道路との競合「何とか耐えてきた」 新造船への思い

 しかしながら、広島〜呉〜松山航路は厳しい経営環境に置かれています。瀬戸内海汽船によると、利用ピークは昭和50年代。その後は、1988(昭和63)年に瀬戸大橋(瀬戸中央道)、1998(平成10)年に明石海峡大橋(神戸淡路鳴門道)、1999(平成11)年にしまなみ海道(西瀬戸道。ただしこの時点では一部島内で一般道経由)と本州と四国を結ぶ道路が開通し、2009(平成21)年から2年間実施されたいわゆる「1000円高速」など高速道路の割引施策も行われたなか、「何とか耐えてきた」といいます。

 国土交通省によると、四国と本州・九州を結ぶ旅客フェリーやRORO船(車両を運べる貨物船)の航路数は、この20年間で約6割減少したそうです。

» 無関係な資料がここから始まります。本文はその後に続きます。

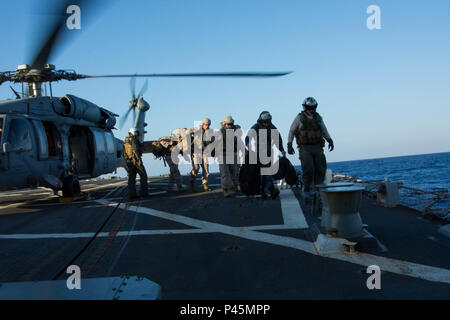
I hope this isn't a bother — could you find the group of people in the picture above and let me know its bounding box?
[123,97,334,199]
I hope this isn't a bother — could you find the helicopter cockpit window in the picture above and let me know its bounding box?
[0,118,3,142]
[8,119,32,151]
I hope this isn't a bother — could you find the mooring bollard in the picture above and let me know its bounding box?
[316,182,354,232]
[323,186,364,238]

広島〜呉〜松山航路では近年、外国人の乗客が増えているものの、全体的に見れば利用は横ばいだと瀬戸内海汽船は話します。


現在就航中のフェリー「石手川」デッキ席(画像:瀬戸内海汽船)。

 日本旅客船協会によると、船の減価償却期間は大きさ(総トン数)にもよるものの、一般的に15年。しかしながら瀬戸内海汽船のように、「20年から30年がんばって、ようやく『収支トントン』という事業者がほとんどです。大手荷主からの要請、あるいは修繕費がかさむようになり新造を決断するケースがありますが、新造のきっかけがないという事業者も少なくありません」とのこと。

 瀬戸内海汽船の新造船は、老朽化した従来船の代替が主目的ですが、「航路そのものの認知度を向上させる」狙いもあるそうです。「人口減少や景気の悪化などもあり、近年は大阪や東京など、広域からいかにご利用を増やすかを考えてきました。船旅をアピールし、明石海峡大橋や瀬戸大橋などで四国へ渡られる方々に、目を向けていただきたいです」と話します。